Cuda is enabled on start-up. When I attempt training I get the following error. Appears to be some issue with BitsandBytes?
[Training] [2023-09-11T23:19:02.221146] warnings.warn("Detected call of
lr_scheduler.step()
beforeoptimizer.step()
. "[Training] [2023-09-11T23:20:33.280553]
[Training] [2023-09-11T23:20:33.280553] ===================================BUG REPORT===================================
[Training] [2023-09-11T23:20:33.281550] Welcome to bitsandbytes. For bug reports, please submit your error trace to: https://github.com/TimDettmers/bitsandbytes/issues
[Training] [2023-09-11T23:20:33.295062] For effortless bug reporting copy-paste your error into this form: https://docs.google.com/forms/d/e/1FAIpQLScPB8emS3Thkp66nvqwmjTEgxp8Y9ufuWTzFyr9kJ5AoI47dQ/viewform?usp=sf_link
[Training] [2023-09-11T23:20:33.295062] ================================================================================
[Training] [2023-09-11T23:20:33.310080] CUDA_SETUP: WARNING! libcudart.so not found in any environmental path. Searching /usr/local/cuda/lib64...
[Training] [2023-09-11T23:20:33.311079] WARNING: No libcudart.so found! Install CUDA or the cudatoolkit package (anaconda)!

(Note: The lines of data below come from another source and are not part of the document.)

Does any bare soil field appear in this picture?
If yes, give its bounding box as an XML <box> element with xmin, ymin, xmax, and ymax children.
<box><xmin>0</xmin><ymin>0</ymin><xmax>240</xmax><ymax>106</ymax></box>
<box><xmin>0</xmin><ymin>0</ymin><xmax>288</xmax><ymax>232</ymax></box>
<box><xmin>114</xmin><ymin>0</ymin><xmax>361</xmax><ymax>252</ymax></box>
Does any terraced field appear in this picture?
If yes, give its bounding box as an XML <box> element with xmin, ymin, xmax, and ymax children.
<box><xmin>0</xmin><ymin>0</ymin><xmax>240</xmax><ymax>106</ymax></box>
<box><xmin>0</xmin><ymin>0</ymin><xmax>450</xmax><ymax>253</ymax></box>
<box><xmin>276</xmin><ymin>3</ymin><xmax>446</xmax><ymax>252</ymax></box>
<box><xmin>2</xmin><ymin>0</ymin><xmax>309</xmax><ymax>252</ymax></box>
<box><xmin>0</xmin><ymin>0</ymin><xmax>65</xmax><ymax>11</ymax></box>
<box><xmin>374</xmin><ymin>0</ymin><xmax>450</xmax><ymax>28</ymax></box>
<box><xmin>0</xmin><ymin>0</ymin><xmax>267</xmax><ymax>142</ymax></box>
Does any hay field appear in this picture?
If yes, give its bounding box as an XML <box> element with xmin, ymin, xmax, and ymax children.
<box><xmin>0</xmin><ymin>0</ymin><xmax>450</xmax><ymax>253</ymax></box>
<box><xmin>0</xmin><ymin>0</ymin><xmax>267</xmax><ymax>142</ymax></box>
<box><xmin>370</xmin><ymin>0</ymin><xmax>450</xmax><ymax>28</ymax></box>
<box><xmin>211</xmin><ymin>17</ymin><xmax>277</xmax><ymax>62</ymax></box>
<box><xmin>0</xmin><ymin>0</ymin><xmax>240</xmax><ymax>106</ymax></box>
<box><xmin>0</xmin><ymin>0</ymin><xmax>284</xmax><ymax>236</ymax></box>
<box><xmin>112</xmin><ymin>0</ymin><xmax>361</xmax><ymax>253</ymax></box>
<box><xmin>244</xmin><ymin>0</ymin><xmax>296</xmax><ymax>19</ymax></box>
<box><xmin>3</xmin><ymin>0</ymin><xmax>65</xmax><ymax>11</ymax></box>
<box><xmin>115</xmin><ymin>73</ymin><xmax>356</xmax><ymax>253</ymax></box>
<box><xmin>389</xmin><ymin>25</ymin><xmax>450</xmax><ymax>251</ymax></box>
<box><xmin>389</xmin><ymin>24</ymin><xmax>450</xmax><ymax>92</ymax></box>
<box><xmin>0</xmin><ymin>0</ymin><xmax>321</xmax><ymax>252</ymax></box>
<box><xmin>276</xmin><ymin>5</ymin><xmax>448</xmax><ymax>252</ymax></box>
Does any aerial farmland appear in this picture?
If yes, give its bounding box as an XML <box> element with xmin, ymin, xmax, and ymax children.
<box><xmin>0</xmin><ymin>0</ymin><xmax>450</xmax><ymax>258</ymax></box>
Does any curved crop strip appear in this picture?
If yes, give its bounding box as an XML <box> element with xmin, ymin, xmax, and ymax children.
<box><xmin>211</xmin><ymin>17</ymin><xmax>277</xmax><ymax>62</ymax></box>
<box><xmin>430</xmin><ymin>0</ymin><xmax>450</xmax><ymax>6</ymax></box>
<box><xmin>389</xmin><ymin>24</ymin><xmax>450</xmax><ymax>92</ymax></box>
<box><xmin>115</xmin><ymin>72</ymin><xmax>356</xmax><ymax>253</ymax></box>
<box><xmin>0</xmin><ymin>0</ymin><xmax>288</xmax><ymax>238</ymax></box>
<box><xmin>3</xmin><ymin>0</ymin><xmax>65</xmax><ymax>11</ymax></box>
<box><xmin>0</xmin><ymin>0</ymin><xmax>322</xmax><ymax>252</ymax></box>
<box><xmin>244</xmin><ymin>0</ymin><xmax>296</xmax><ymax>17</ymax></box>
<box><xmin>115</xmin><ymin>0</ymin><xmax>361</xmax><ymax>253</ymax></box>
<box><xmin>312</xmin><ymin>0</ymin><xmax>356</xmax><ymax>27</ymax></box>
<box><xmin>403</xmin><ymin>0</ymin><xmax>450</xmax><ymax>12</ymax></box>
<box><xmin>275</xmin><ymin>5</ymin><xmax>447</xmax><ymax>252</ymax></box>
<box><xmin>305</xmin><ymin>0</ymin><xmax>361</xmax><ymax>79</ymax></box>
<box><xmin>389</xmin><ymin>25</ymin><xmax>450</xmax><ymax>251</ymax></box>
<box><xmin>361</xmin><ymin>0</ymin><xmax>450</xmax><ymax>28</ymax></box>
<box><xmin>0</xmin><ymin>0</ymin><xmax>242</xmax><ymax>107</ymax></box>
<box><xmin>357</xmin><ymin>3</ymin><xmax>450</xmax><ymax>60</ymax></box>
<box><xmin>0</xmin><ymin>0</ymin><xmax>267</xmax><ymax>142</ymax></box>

[Training] [2023-09-11T23:20:33.311079] CUDA SETUP: Loading binary D:\applications\ai-voice-cloning\ai-voice-cloning\venv\lib\site-packages\bitsandbytes\libbitsandbytes_cpu.so...
[Training] [2023-09-11T23:20:33.312089] Disabled distributed training.

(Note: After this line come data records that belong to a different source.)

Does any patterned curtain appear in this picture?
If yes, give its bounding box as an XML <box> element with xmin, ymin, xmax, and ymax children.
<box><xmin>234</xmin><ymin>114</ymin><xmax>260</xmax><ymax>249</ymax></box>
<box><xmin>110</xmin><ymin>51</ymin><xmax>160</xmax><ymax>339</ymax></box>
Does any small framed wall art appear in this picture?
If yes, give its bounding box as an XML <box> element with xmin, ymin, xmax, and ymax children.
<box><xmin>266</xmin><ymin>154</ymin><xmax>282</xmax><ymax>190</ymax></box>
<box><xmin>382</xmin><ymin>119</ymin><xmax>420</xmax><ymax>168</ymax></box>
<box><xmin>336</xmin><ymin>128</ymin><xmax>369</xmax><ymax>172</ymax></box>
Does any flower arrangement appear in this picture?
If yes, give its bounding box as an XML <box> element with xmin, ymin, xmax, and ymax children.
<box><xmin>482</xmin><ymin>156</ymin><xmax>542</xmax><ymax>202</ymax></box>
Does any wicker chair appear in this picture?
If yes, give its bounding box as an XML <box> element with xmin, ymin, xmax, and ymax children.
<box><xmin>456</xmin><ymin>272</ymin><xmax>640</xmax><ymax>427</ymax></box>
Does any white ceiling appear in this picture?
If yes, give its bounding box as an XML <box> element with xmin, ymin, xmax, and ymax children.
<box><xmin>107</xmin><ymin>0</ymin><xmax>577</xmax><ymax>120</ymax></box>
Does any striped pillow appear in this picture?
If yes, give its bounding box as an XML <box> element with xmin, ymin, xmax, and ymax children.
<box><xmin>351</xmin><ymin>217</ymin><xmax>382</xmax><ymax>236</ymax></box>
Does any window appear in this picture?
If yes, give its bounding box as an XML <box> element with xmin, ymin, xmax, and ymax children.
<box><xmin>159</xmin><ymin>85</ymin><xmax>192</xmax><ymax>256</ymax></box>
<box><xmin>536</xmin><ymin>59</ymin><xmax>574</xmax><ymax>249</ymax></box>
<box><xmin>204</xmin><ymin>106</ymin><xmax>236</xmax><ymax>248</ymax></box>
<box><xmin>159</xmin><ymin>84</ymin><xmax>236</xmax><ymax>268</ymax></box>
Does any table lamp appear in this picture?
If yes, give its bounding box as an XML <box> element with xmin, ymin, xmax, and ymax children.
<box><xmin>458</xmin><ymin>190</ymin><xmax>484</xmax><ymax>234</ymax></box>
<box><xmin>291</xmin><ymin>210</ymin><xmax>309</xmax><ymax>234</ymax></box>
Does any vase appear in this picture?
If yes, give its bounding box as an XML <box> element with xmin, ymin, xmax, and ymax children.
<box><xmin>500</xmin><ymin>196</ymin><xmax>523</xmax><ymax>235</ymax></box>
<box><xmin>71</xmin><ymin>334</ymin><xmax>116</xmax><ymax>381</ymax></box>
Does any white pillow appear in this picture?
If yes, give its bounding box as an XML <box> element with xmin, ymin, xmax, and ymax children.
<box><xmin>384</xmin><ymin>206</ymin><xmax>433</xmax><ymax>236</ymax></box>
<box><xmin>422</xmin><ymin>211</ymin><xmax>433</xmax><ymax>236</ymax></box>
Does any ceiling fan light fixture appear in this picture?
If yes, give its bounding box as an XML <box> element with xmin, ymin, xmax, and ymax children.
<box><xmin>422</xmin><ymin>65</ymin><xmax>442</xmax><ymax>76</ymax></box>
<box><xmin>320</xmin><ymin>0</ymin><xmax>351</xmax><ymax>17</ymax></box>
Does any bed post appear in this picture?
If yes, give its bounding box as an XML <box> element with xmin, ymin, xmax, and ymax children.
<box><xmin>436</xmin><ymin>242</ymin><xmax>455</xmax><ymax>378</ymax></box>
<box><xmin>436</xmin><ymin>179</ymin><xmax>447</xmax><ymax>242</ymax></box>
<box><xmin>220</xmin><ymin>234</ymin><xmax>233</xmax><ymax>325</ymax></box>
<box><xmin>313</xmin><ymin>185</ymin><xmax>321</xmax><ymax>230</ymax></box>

[Training] [2023-09-11T23:20:33.313082] Path already exists. Rename it to [./training\black_male1a\finetune_archived_230911-231829]
[Training] [2023-09-11T23:20:33.313082] Loading from ./models/tortoise/dvae.pth
[Training] [2023-09-11T23:20:33.316092] Traceback (most recent call last):
[Training] [2023-09-11T23:20:33.316092] File "D:\applications\ai-voice-cloning\ai-voice-cloning\src\train.py", line 64, in
[Training] [2023-09-11T23:20:33.317093] train(config_path, args.launcher)

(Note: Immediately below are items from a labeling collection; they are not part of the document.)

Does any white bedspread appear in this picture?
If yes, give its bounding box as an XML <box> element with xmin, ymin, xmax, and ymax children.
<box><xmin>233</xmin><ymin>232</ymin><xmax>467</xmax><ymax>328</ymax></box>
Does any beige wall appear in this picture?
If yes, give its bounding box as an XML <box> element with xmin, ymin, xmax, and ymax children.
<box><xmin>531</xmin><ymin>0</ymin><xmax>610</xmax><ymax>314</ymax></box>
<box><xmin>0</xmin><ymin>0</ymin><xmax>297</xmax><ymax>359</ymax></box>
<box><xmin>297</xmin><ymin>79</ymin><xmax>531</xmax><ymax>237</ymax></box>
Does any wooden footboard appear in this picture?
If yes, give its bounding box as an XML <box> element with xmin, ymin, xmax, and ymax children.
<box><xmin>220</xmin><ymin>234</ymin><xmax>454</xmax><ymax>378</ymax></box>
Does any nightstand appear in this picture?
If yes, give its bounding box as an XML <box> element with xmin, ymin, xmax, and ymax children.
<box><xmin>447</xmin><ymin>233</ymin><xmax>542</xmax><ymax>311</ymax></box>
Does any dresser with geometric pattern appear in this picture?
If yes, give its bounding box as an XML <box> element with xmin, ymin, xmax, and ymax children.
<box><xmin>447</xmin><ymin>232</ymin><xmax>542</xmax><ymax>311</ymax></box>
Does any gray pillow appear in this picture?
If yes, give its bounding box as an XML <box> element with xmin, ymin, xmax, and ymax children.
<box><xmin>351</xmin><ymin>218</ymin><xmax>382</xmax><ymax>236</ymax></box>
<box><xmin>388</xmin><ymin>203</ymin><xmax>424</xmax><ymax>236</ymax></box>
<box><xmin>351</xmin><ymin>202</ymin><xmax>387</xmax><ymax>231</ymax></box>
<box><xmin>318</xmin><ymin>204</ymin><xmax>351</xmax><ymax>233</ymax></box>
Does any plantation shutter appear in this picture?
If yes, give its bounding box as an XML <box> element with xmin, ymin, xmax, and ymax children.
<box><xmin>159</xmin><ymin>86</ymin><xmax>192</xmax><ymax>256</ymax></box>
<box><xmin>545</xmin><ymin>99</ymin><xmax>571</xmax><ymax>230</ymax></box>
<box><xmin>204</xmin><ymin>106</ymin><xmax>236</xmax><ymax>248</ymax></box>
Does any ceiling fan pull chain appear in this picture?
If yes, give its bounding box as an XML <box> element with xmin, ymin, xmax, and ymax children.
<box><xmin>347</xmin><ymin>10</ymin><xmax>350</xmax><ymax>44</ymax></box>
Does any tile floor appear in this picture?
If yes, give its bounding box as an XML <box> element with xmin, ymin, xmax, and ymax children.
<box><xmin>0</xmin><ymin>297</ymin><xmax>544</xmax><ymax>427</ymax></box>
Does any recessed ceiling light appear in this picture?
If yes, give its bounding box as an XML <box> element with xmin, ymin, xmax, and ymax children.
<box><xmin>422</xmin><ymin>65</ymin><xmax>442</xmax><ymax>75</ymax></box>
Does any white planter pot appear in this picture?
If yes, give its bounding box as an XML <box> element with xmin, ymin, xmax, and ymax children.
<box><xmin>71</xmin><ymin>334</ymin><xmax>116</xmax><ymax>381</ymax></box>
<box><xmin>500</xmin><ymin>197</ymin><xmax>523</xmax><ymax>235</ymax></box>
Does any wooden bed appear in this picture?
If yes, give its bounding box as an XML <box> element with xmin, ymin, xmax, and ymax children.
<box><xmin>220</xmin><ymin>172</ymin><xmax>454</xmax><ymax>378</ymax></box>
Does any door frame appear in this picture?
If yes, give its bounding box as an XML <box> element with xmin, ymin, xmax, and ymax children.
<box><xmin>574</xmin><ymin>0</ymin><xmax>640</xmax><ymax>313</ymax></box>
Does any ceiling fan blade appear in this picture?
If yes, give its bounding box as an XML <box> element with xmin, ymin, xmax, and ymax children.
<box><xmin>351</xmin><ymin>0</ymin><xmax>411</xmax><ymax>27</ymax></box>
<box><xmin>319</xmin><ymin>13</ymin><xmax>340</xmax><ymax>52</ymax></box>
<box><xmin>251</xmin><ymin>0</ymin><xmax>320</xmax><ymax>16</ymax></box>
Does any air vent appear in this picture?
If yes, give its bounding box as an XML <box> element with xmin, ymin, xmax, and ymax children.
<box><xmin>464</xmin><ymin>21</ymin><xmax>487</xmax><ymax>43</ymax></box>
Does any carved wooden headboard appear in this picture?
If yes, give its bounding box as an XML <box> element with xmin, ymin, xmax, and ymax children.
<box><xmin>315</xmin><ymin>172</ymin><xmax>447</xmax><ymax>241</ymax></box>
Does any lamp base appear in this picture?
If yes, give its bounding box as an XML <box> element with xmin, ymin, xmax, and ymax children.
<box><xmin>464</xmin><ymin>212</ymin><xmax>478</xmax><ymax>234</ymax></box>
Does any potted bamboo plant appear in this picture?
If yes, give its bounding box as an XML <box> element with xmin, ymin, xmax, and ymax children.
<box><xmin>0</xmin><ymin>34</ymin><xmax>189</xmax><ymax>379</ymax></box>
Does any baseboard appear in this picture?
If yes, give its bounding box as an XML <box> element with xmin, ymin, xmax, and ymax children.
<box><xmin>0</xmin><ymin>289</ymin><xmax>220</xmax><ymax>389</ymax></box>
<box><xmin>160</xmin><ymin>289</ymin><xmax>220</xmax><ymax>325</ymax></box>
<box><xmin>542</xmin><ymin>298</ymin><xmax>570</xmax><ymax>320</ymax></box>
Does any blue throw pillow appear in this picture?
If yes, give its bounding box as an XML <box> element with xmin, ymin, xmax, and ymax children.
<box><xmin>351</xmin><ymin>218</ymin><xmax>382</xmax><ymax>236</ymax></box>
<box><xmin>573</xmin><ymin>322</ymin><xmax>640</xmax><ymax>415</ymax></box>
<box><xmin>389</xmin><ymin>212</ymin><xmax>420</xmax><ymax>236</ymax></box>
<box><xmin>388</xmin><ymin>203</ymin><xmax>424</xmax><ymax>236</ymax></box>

[Training] [2023-09-11T23:20:33.317093] File "D:\applications\ai-voice-cloning\ai-voice-cloning\src\train.py", line 31, in train
[Training] [2023-09-11T23:20:33.318093] trainer.do_training()
[Training] [2023-09-11T23:20:33.318093] File "d:\applications\ai-voice-cloning\ai-voice-cloning\modules\dlas\dlas\train.py", line 408, in do_training
[Training] [2023-09-11T23:20:33.319095] metric = self.do_step(train_data)
[Training] [2023-09-11T23:20:33.319095] File "d:\applications\ai-voice-cloning\ai-voice-cloning\modules\dlas\dlas\train.py", line 271, in do_step
[Training] [2023-09-11T23:20:33.320096] gradient_norms_dict = self.model.optimize_parameters(
[Training] [2023-09-11T23:20:33.321097] File "d:\applications\ai-voice-cloning\ai-voice-cloning\modules\dlas\dlas\trainer\ExtensibleTrainer.py", line 321, in optimize_parameters
[Training] [2023-09-11T23:20:33.321097] ns = step.do_forward_backward(
[Training] [2023-09-11T23:20:33.322098] File "d:\applications\ai-voice-cloning\ai-voice-cloning\modules\dlas\dlas\trainer\steps.py", line 242, in do_forward_backward
[Training] [2023-09-11T23:20:33.324092] local_state[k] = v[grad_accum_step]
[Training] [2023-09-11T23:20:33.324092] IndexError: list index out of range
This is probably another artifact of my unelegant install with base tortoise-tts environment. I am going to reinstall, now that I think I understand a bit more.
Your batch size isn't evenly divisible by your gradient accumulation size. Stick to even numbers for both values.
Reinstalled under a fresh environment. Not quite sure if the error was precisely related to not having even numbers? I'll never know, but had a clean install this time. Red flag should have been flashing to me when I had so many errors to "power through" originally at pretty much every training step.
Following the install steps (albeit with a modification to commands due to using Powershell) and I both generated voice and am in process of training with no errors except user ones.